As CPI fazem parte da panóplia de rituais utilizados pelos parlamentares e, salvo raras excepções, são usualmente solicitadas e impulsionadas pelos partidos da oposição, com o intuito de criticar e de causar dificuldades ao governo, que procura defender-se e minimizar os eventuais danos. Mudam os governos, mas este tipo de práticas mantém-se. Neste contexto, parece exagerado o alarido e o coro de lamentações causados pelas lacuna e pela desresponsabilização dos governantes patenteados no relatório preliminar, como se tal não fosse expectável, considerando o legado histórico herdado. Relatórios mais rigorosos e mais isentos, em que as responsabilidades sejam claramente assumidas, só serão possíveis com mudanças substanciais no recrutamento do pessoal político. Sem deputados menos servis, mais independentes e mais autónomos, só com muita ingenuidade se poderá esperar outro modelo de relatórios. Os deputados “ofendidos” reagiram como se, repentinamente, alguém lhes tivesse retirado as máscaras usadas para desempenharem os papéis que lhes estão destinados na dramaturgia parlamentar, ficando, assim, como que desnudados e desprotegidos. Noutra perspectiva, dir-se-ia que os insurgentes reagiram de forma corporativa, como se pertencessem a uma ordem profissional, defendendo à outrance o seu estatuto e o seu modus operandi. Neste caso a reacção terá sido mais veemente porque o visado pelas críticas e intimado a retratar-se deveria sujeitar-se, como membro do pessoal político e, portanto, da corporação em sentido lato, aos seus princípios e respeitar os seus rituais.

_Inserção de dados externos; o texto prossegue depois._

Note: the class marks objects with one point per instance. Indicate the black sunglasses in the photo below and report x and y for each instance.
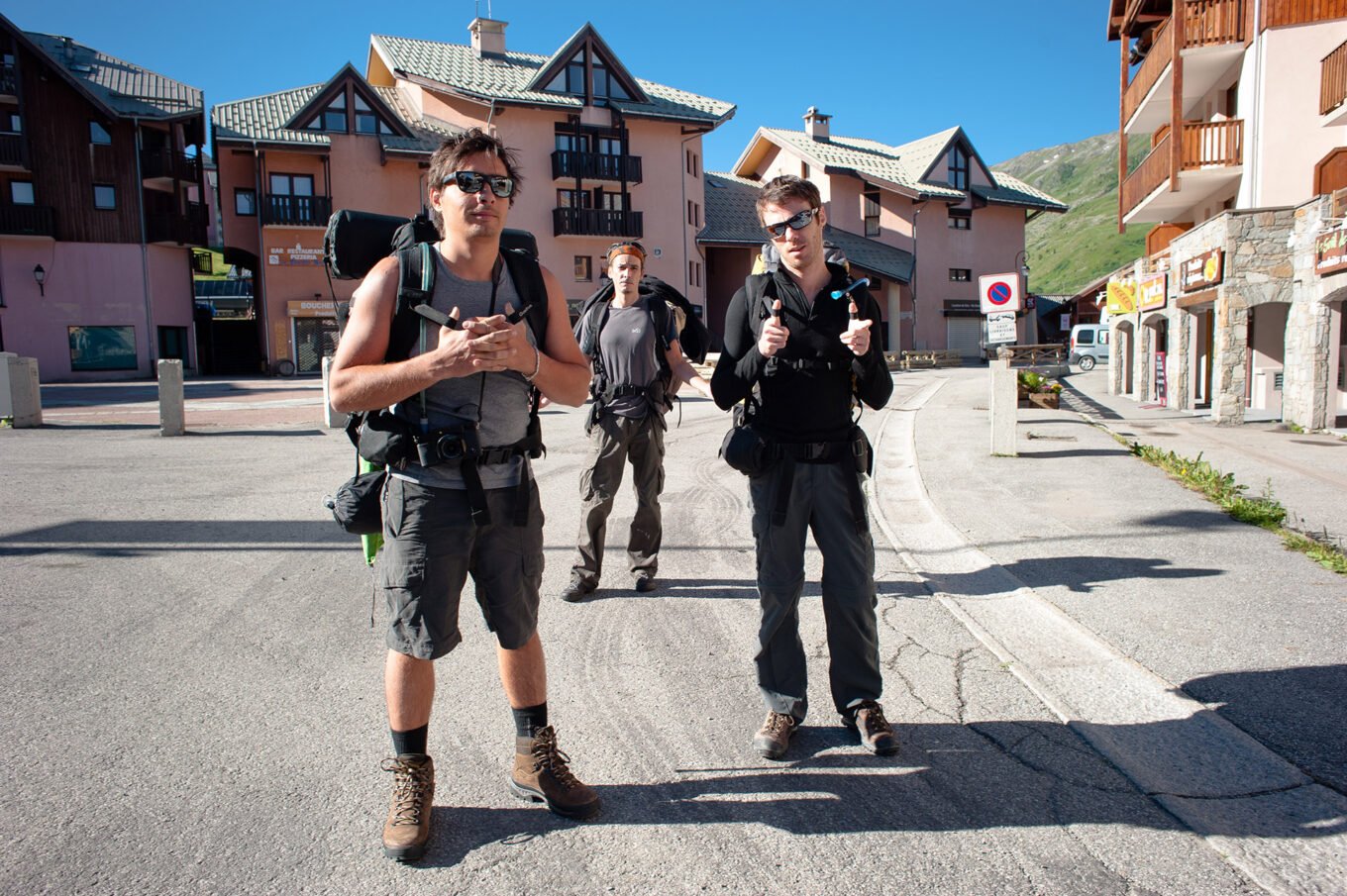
(473, 182)
(796, 223)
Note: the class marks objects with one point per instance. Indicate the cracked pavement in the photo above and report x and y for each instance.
(194, 699)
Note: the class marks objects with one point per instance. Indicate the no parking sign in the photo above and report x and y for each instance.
(999, 292)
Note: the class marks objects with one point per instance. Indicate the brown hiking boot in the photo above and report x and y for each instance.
(543, 775)
(774, 738)
(873, 729)
(407, 828)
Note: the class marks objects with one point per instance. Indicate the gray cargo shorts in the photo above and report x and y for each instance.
(430, 548)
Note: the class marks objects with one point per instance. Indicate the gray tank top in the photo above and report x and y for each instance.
(497, 400)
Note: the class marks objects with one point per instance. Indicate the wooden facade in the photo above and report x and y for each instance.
(56, 153)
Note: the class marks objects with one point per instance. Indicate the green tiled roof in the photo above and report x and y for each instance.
(264, 119)
(902, 166)
(123, 88)
(505, 77)
(732, 219)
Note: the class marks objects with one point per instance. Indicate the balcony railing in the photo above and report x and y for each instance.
(1157, 59)
(11, 149)
(1147, 176)
(1208, 23)
(1332, 79)
(1211, 145)
(595, 223)
(168, 163)
(296, 210)
(595, 166)
(1204, 145)
(183, 230)
(27, 220)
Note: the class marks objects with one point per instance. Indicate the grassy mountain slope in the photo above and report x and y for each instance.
(1069, 250)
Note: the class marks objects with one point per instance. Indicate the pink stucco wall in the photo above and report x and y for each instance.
(1287, 139)
(90, 284)
(988, 247)
(362, 181)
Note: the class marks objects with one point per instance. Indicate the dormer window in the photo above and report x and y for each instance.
(958, 160)
(571, 78)
(333, 118)
(590, 77)
(365, 119)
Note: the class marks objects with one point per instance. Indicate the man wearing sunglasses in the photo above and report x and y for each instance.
(466, 383)
(635, 368)
(801, 358)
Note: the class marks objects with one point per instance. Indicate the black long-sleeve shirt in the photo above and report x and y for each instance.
(810, 404)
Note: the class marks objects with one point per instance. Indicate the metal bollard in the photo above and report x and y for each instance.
(22, 391)
(171, 411)
(1002, 402)
(333, 419)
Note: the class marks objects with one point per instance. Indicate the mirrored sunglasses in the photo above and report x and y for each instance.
(473, 182)
(796, 223)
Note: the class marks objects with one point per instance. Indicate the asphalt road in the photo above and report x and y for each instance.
(193, 704)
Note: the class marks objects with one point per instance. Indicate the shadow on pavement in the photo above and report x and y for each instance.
(949, 777)
(1074, 573)
(732, 589)
(1048, 455)
(1300, 713)
(141, 538)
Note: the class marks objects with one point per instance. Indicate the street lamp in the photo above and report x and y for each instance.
(1021, 260)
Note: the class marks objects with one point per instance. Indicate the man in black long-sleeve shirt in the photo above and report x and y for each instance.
(807, 354)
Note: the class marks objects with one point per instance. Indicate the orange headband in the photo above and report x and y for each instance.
(625, 249)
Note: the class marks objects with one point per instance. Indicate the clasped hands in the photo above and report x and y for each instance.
(485, 346)
(774, 336)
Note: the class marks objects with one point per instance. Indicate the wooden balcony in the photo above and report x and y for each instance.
(1207, 23)
(11, 151)
(1212, 145)
(595, 166)
(1147, 176)
(1148, 73)
(168, 164)
(175, 228)
(1203, 146)
(296, 210)
(595, 223)
(1332, 79)
(27, 220)
(1204, 25)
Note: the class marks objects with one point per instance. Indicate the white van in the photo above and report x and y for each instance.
(1088, 346)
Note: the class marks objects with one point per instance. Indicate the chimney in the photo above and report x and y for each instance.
(488, 37)
(816, 124)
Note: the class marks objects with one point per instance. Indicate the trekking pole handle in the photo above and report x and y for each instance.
(838, 294)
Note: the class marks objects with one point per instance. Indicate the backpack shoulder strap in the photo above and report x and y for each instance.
(760, 291)
(415, 286)
(527, 275)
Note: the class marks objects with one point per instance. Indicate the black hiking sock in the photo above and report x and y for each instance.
(411, 742)
(530, 720)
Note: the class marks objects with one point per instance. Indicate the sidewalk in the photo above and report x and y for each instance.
(212, 402)
(1193, 650)
(1305, 471)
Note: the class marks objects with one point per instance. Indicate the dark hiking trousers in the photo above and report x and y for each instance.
(614, 441)
(820, 503)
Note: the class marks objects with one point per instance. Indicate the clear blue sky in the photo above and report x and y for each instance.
(1017, 75)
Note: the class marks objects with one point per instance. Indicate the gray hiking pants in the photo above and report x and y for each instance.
(820, 503)
(613, 443)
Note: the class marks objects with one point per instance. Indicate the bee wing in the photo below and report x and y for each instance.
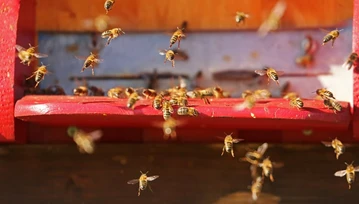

O princípio da separação de poderes, modelo teórico basilar na história do Ocidente, constitui uma componente fundacional da democracia liberal e do Estado de direito e, como tal, deve ser respeitado, sem reservas, por todos os cidadãos. O princípio visa impedir que os diversos poderes se concentrem de forma monolítica numa única autoridade, seja ela pessoa, grupo, ou órgão governativo. Para evitar que um dos poderes se sobreponha aos outros são instituídos mecanismos preventivos, nomeadamente, o chamado sistema de checks and balances. Terão as opiniões expendidas pelo ministro violado o princípio da separação de poderes? Terão elas constituído um ataque à democracia? As repostas, peremptórias, só poderão ser negativas! A não ser assim, existiria uma contradição insanável relativamente àquele princípio, por isso a censura e a punição da liberdade de expressão, de crítica e de autocrítica, contribuiriam para a concentração de poderes e consequentemente para a instauração de regimes autoritários, obrigando à confluência de várias vozes numa voz única, inquestionável, que tudo abafaria à sua volta. O que verdadeiramente é preocupante, e causa perplexidade, foi o relativo torpor que se seguiu à divulgação do telefonema do Ministro da Administração Interna à administração da RTP, a mostrar o seu desagrado pela transmissão, naquele canal, de um cartoon sobre a actuação da PSP. Os dois factos conjugados – as críticas exarcebadas às opiniões do Ministro da Cultura e a relativa “benevolência” à reacção do Ministro da Administração Interna – constituem um retrato alarmante dos tempos que correm.